La commission d'accès aux documents administratifs a examiné dans sa séance du 24 janvier 2019 votre demande de conseil relative :
1) au caractère communicable, au regard du Règlement général sur la protection des données (RGPD), des documents suivants :
a) les tables annuelles et décennales d'Etat civil produites par les communes, consultables par toute personne dès leur clôture en application de la loi n° 2008-696 du 15 juillet 2008 relative aux archives ;
b) l'entière liste des prénoms des enfants nés dans la commune dans l'année (issue de la table annuelle) ;
2) ainsi que sur la possibilité de publication en ligne des documents visés aux points 1) et 2).
I. Sur le caractère communicable des tables annuelles et décennales d'état civil
La commission rappelle que les documents concernés ont été dressés en application du décret n° 51-284 du 3 mars 1951 relatif aux tables annuelles et décennales de l'état civil, remplacé par le décret n° 2017-890 du 6 mai 2017 relatif à l'état civil. Le décret du 3 mars 1951 prévoit qu'il est établi, tous les ans, dans chaque commune, une table alphabétique des actes de l'état civil pour les naissances, les mariages et les divorces, ainsi que les décès. L'instruction générale relative à l'état civil, périodiquement mise à jour et complétée, précise dès sa première version datée du 21 septembre 1955, que sur le registre des actes de naissance « figurent également les actes de reconnaissance et les transcriptions des jugements relatifs à la naissance et à la filiation, ainsi que les procès-verbaux de découverte des enfants-nouveaux-nés ». A l’aide de ces tables annuelles, l’officier de l’état civil dresse ensuite, dans les six premiers mois de la onzième année, des tables alphabétiques décennales qui recensent les mêmes actes par ordre alphabétique sur toute la période. Ces tables se présentent sous la forme de registres indépendants des registres d’état civil et ne mentionnent en principe que les noms des personnes concernées et la date de l’acte.
La commission rappelle que la nature et le contenu des tables annuelles et décennales en font des documents administratifs dont la communication est régie par les dispositions du titre I du livre III du code des relations entre le public et l'administration. (conseil n° 20103032 et CE 9 février 1983, X, n° 35292).
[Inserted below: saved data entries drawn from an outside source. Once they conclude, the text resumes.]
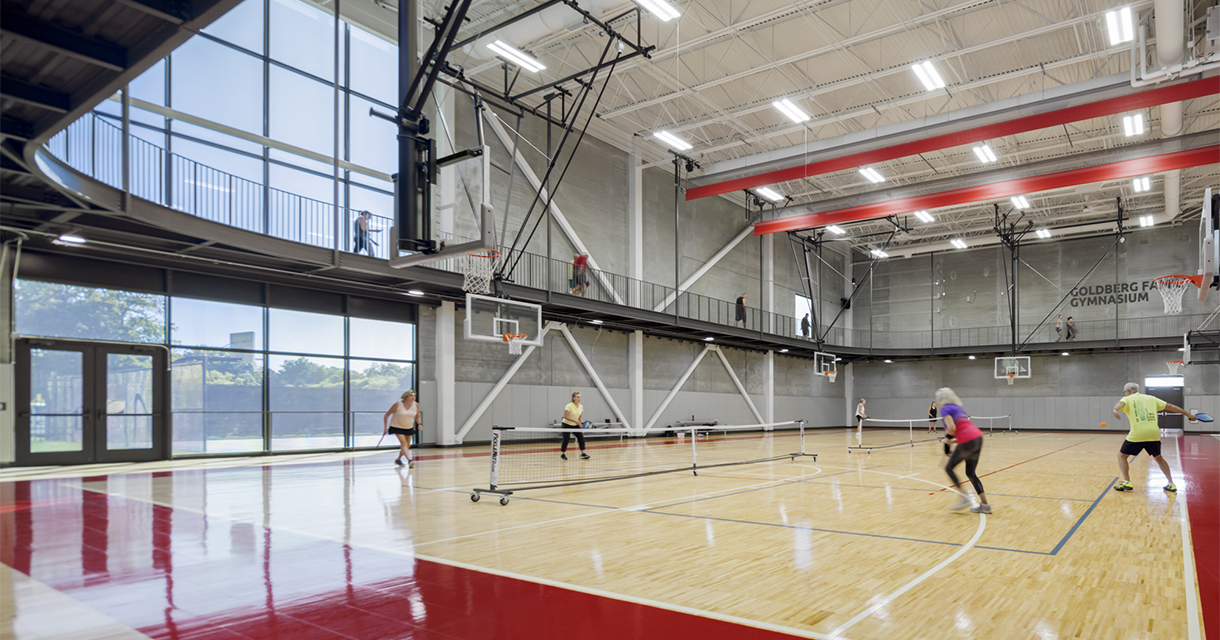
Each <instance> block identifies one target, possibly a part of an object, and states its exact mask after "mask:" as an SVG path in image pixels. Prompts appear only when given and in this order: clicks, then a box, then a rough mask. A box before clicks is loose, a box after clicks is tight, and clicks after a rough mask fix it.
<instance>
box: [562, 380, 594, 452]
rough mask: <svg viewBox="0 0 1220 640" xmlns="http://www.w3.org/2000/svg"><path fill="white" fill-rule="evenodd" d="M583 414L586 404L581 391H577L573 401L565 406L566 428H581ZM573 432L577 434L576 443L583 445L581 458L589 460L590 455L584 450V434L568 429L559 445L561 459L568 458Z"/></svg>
mask: <svg viewBox="0 0 1220 640" xmlns="http://www.w3.org/2000/svg"><path fill="white" fill-rule="evenodd" d="M583 414H584V405H582V404H581V393H580V391H575V393H573V394H572V401H571V402H569V404H567V406H566V407H564V429H580V428H581V416H583ZM573 433H575V434H576V444H577V446H580V447H581V460H589V455H588V453H586V452H584V434H582V433H581V432H567V430H565V432H564V444H561V445H559V460H567V443H570V441H571V436H572V434H573Z"/></svg>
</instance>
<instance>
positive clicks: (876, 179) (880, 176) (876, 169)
mask: <svg viewBox="0 0 1220 640" xmlns="http://www.w3.org/2000/svg"><path fill="white" fill-rule="evenodd" d="M860 176H864V177H865V178H867V179H869V182H871V183H872V184H877V183H882V182H886V179H885V178H882V177H881V174H880V173H877V169H875V168H872V167H865V168H863V169H860Z"/></svg>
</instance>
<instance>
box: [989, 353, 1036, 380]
mask: <svg viewBox="0 0 1220 640" xmlns="http://www.w3.org/2000/svg"><path fill="white" fill-rule="evenodd" d="M1009 374H1013V378H1030V377H1031V375H1032V374H1031V372H1030V356H1002V357H997V358H996V375H994V377H996V379H998V380H999V379H1008V377H1009Z"/></svg>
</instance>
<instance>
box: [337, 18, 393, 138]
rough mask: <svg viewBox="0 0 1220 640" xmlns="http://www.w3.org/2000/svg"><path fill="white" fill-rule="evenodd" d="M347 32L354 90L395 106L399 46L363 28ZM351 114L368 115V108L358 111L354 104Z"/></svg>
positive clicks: (355, 27) (358, 108)
mask: <svg viewBox="0 0 1220 640" xmlns="http://www.w3.org/2000/svg"><path fill="white" fill-rule="evenodd" d="M348 29H349V30H348V33H349V34H350V38H349V43H350V44H349V46H350V48H351V84H350V87H351V89H353V90H355V91H359V93H361V94H365V95H367V96H370V98H373V99H376V100H381V101H382V102H386V104H387V105H397V104H398V46H395V45H394V44H393V43H388V41H386V40H382V39H381V38H379V37H377V35H375V34H372V33H368V32H366V30H364V29H361V28H360V27H356V26H351V27H349V28H348ZM351 111H353V112H354V113H367V112H368V110H367V108H365V110H359V108H356V107H355V105H353V107H351ZM387 124H388V123H387ZM392 127H393V126H392Z"/></svg>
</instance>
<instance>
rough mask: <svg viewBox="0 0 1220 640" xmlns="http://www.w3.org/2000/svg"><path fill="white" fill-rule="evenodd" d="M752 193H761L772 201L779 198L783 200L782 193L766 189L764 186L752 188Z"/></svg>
mask: <svg viewBox="0 0 1220 640" xmlns="http://www.w3.org/2000/svg"><path fill="white" fill-rule="evenodd" d="M754 193H756V194H759V195H761V196H763V197H766V199H767V200H770V201H772V202H778V201H780V200H783V196H782V195H780V194H777V193H775V191H772V190H771V189H767V188H766V187H759V188H758V189H754Z"/></svg>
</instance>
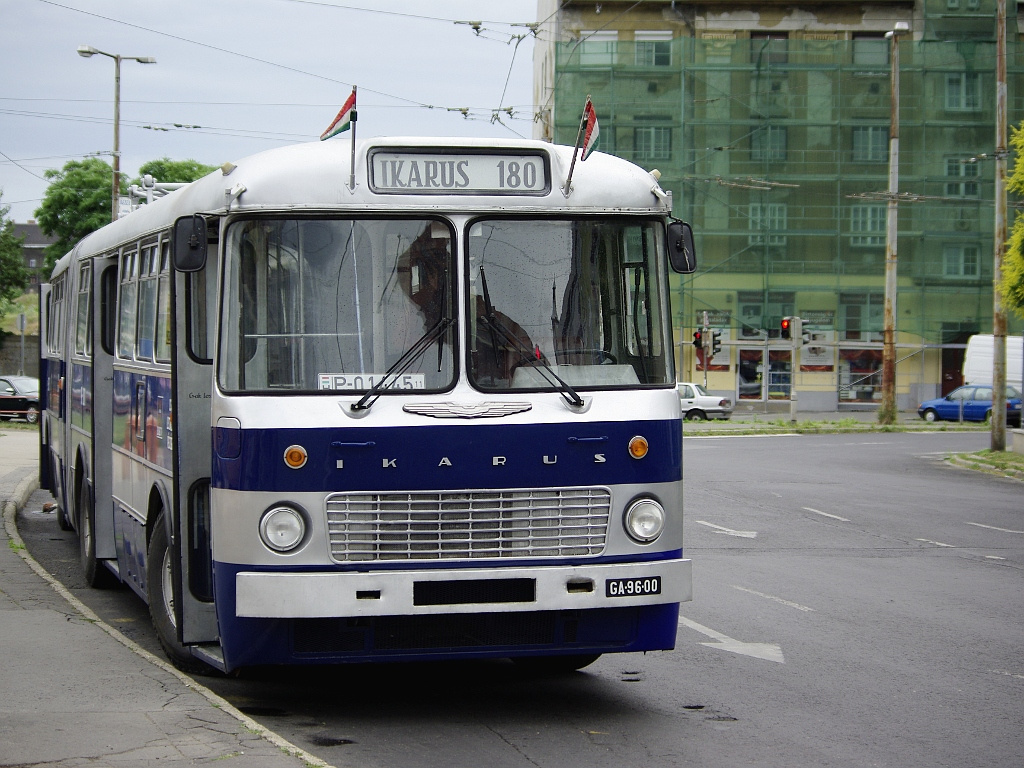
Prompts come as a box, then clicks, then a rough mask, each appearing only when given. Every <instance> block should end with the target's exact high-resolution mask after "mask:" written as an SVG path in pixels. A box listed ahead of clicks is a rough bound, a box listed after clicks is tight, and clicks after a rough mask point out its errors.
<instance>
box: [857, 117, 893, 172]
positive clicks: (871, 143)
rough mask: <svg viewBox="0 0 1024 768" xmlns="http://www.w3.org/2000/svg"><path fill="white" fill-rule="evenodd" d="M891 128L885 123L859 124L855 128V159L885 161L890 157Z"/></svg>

Leur communication n'est donc pas soumise à l'autorisation du procureur de la République, à la différence des actes d’état civil, qui revêtent une nature judiciaire.
Elle précise également qu'elle a estimé, à la lumière de l'exposé des motifs du projet de loi qui devait devenir la loi n° 2008-696 du 15 juillet 2008 relative aux archives, que le législateur avait entendu instaurer la libre communicabilité, dès leur établissement, non seulement des registres de décès, mais également des tables décennales de naissance, de mariage et de décès, et en a déduit que les tables décennales étaient librement communicables à toute personne qui en fait la demande dès leur établissement.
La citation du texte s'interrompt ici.